A concessionária responsável pelos serviços de saneamento em Teresina foi penalizada pelo Ministério Público do Piauí após investigações apontarem cobranças consideradas irregulares para conexão de imóveis à rede de esgotamento sanitário. A decisão administrativa, emitida pelo Procon do MPPI, fixou multa de R$ 2.291.666,67 contra a empresa Águas de Teresina Saneamento S/A.
O procedimento teve início depois que consumidores relataram a inclusão de cobranças nas contas mensais referentes à ligação do imóvel à rede de esgoto. Segundo as denúncias, o valor chegava a R$ 954,02, parcelado nas faturas emitidas pela concessionária.
Durante a apuração, o órgão de defesa do consumidor identificou que a cobrança ocorria inclusive sem autorização formal dos usuários. Também houve relatos de moradores que receberam a taxa mesmo em locais onde a estrutura de esgotamento ainda não estava disponível ou concluída.
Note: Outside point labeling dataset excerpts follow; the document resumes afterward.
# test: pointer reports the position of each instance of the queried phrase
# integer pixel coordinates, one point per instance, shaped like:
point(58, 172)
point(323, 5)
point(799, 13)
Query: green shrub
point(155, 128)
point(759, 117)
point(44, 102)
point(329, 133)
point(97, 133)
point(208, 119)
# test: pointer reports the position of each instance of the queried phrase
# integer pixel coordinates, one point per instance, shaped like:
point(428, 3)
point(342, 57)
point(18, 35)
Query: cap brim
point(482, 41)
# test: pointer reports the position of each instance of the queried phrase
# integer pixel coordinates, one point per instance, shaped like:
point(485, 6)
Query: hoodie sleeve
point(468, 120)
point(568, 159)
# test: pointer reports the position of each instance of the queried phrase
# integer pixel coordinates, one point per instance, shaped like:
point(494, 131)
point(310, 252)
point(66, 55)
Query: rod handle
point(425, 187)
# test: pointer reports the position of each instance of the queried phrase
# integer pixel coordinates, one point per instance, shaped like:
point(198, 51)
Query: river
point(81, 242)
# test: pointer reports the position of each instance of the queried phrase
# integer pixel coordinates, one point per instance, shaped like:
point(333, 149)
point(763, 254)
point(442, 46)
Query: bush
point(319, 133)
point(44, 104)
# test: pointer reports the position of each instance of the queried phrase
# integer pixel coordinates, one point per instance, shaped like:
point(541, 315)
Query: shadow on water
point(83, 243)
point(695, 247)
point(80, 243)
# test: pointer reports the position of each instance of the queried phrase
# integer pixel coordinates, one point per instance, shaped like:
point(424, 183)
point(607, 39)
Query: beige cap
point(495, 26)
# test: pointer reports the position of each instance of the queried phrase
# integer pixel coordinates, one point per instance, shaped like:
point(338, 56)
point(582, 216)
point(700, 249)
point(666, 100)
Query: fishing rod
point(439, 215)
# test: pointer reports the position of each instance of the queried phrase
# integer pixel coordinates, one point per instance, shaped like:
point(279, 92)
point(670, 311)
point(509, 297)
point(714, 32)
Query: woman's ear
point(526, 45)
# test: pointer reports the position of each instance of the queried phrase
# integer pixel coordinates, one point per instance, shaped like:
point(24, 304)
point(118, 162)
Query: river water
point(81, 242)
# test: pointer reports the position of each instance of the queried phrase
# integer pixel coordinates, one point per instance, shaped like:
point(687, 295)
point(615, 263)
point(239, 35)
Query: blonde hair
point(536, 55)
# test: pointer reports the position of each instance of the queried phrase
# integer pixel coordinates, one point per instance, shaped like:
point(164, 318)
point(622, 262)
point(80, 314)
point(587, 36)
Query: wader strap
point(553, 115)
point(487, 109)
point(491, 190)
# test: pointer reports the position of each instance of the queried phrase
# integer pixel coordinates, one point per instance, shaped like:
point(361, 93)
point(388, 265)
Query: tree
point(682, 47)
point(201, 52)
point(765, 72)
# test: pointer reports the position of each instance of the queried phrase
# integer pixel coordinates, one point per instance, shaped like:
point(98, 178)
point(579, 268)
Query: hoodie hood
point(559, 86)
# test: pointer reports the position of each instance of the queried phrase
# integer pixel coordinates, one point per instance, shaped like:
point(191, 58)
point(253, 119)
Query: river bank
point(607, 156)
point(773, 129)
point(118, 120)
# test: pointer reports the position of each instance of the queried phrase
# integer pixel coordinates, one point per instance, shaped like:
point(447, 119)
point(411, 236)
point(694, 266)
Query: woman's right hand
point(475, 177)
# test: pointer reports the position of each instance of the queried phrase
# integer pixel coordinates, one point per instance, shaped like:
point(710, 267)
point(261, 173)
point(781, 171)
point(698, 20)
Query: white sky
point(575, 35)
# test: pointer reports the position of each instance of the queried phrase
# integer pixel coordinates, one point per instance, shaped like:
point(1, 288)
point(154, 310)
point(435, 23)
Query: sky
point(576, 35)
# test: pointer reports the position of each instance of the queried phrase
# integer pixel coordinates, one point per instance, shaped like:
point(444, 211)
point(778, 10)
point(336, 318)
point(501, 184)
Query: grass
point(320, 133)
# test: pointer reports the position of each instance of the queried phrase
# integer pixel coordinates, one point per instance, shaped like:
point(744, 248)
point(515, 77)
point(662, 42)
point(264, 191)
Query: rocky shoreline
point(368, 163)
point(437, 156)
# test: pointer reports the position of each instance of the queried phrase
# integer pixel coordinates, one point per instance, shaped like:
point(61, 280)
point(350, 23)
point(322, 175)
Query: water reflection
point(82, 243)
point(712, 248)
A análise contou com informações da Agência Municipal de Regulação de Serviços Públicos de Teresina, que esclareceu que a instalação do ramal de ligação de até 15 metros em áreas urbanas é obrigação da própria concessionária. Conforme a regulamentação municipal, esse custo já estaria incluído na tarifa de esgoto paga pelos consumidores, o que tornaria indevida qualquer cobrança adicional dentro desse limite.
Para o coordenador-geral do Procon/MPPI, o promotor de Justiça Nivaldo Ribeiro, a prática afetou consumidores de forma ampla e violou princípios previstos tanto no regime das concessões públicas quanto no Código de Defesa do Consumidor.
“A materialidade da infração reside na inobservância do regime jurídico das concessões e na imposição de vantagem manifestamente excessiva sobre o consumidor, que é a parte vulnerável da relação”, destacou o promotor.
A empresa já foi oficialmente comunicada da decisão e poderá apresentar recurso no prazo de 15 dias úteis. Caso escolha realizar o pagamento antecipado da penalidade, antes do fim do período recursal, o valor poderá ser reduzido pela metade, ficando em R$ 1.145.833,33.
Segundo o MPPI, os recursos arrecadados com a multa serão destinados ao Fundo Estadual de Proteção e Defesa do Consumidor.